Torchy and a later character, Patty-Jo, were a lot like their creator, who mixed plenty of social commentary in the strips she drew until 1956. Ormes is little remembered today, but an exhibition at the UC Santa Barbara Library will bring her work, and that of six other women cartoonists, to a wide audience.
“In Her Own Image,” in the library’s Art & Architecture Collection through June 28, highlights the works of diverse artists who subvert the notoriously hypersexualized and misogynistic stereotypes of comics written by men for men. The exhibition’s artists portray characters who, while sometimes beautiful, are fully realized women: strong, vulnerable, resourceful.
“To have this conversation about women and their representations of their bodies is really important,” said Chizu Morihara, an Art and Architecture librarian who co-curated “In Her Own Image” with Performing Arts and Media Studies librarian Leahkim Gannett. “A lot of people grew up reading Marvel or DC comics, and the portrayal of women isn’t always fair or equal. There are major problems with the representation of women.”
The exhibition, which consists of seven large panels, was inspired by the 2019 UCSB Reads selection, “The Best We Could Do,” an illustrated memoir by Thi Bui.
“I think this a powerful book that has done a really good job of starting a bunch of conversations about the immigrant experience, which is very important to talk about right now,” Morihara said. “Also just women in general. And I think it’s really exciting that we picked an illustrated memoir for UCSB Reads.”
In addition to Ormes’ cartoons of “Patty-Jo ’n’ Ginger,” the exhibition includes panels from “Cihualyaomiquiz: The Jaguar” by Laura Molina; “Need more Love” and “Love That Bunch” by Aline Kominsky-Crumb; “Black Panther: World of Wakanda,” written by Roxane Gay and illustrated by Alitha Martinez and Afua Richardson; “The Thrilling Adventures of Lovelace and Babbage” by Sydney Padua; and “Miss Fury” by Tarpé Mills.
Most of the books from which the panels are drawn are available for checkout or use in the library. Indeed, the exhibition serves another purpose: to introduce the campus and community to the library’s world comics collection.
“We enjoy the collection, we enjoy the material,” Morihara said. “It’s been a lot of fun learning about these people, too, because I’m used to the stereotypical tropes that we all know about, and so to find out more about these women who were pioneers in the field has been a lot of fun.”
Ormes, whose comics appeared in black-owned newspapers, was adept at skewering stereotypes. In “Patty-Jo ’n’ Ginger,” Ginger was a classic beauty — who never spoke.
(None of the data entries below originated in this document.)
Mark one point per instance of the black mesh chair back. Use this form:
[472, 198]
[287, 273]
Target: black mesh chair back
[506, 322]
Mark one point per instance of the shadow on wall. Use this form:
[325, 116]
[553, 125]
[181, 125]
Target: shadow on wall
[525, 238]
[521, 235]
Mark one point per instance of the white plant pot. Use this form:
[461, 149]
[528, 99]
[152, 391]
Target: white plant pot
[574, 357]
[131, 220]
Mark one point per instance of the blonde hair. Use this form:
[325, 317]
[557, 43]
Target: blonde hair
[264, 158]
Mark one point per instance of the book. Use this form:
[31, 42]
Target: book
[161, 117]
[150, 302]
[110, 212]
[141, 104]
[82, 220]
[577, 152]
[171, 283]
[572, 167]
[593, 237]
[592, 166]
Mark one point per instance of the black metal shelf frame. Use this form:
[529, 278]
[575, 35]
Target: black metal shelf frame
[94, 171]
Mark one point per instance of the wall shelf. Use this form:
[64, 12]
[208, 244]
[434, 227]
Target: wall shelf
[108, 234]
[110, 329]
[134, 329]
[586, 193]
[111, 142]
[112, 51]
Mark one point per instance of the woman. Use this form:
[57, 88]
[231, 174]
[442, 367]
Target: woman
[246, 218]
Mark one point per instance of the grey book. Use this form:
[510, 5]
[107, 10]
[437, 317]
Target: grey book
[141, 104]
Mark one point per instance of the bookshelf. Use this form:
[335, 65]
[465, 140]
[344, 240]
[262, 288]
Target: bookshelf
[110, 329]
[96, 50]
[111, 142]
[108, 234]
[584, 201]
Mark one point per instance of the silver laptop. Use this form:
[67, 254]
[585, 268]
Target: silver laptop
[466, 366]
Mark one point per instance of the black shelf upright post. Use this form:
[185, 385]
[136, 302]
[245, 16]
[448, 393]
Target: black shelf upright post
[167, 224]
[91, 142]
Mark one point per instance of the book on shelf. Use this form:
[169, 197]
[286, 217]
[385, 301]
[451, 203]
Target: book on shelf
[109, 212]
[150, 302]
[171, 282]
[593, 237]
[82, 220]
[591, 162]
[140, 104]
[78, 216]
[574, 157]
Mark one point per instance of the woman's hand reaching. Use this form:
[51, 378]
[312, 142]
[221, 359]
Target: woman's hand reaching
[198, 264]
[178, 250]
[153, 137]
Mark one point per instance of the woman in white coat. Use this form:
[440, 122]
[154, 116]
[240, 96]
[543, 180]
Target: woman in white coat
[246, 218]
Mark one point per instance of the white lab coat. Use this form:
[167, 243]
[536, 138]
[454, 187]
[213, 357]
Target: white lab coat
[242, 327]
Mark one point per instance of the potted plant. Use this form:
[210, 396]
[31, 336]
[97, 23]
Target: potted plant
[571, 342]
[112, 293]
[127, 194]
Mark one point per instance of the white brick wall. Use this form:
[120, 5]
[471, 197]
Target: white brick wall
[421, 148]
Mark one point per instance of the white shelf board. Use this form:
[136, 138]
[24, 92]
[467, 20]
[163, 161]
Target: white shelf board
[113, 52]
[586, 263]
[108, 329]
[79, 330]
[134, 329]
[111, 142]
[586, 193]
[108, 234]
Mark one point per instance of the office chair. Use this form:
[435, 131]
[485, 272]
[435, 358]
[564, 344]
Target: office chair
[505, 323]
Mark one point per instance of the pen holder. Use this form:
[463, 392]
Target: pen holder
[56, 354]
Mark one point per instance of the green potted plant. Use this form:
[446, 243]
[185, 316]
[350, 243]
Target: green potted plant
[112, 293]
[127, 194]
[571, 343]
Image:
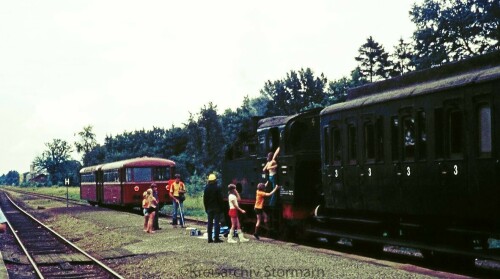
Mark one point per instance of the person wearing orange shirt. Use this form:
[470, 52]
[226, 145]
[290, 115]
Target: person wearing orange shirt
[177, 193]
[259, 206]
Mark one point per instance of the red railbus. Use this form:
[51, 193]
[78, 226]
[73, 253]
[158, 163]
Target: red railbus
[123, 182]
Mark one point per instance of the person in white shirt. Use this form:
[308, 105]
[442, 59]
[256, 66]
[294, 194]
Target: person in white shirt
[233, 199]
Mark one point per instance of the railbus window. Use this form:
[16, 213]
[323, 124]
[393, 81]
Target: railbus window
[484, 126]
[90, 177]
[455, 132]
[369, 142]
[422, 135]
[394, 138]
[337, 146]
[139, 174]
[262, 142]
[352, 139]
[111, 176]
[409, 138]
[379, 138]
[273, 139]
[438, 132]
[161, 173]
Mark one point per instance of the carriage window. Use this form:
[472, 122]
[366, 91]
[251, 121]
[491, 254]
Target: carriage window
[422, 138]
[352, 138]
[438, 130]
[380, 139]
[337, 146]
[369, 141]
[394, 138]
[262, 142]
[409, 137]
[455, 131]
[484, 119]
[161, 173]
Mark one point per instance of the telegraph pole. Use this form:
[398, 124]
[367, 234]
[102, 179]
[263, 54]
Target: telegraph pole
[66, 182]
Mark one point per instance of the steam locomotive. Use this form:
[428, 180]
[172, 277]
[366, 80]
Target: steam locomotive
[413, 161]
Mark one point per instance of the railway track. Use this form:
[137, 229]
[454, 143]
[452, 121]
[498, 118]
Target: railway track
[49, 254]
[389, 253]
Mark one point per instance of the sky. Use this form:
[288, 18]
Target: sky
[130, 65]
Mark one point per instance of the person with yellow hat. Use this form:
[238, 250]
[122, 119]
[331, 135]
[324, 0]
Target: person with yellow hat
[214, 204]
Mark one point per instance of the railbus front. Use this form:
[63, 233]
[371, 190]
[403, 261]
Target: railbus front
[123, 182]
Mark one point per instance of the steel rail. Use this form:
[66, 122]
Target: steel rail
[102, 265]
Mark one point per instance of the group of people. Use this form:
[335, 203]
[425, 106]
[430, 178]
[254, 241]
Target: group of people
[213, 202]
[150, 206]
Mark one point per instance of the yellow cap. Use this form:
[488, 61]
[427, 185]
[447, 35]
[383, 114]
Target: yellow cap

Patty-Jo, her pint-sized kid sister, loudly took on sexism, racism and the lovely vapidity of Ginger.
“To go back and see [Orme’s] work from the early days of the Civil Rights Movement is really fascinating,” Gannett said, “and how she has this sexualized imagery of one of the characters, but the little sister ... it pulls no punches whatever. It is straight-up, hard-core political commentary, very blunt.”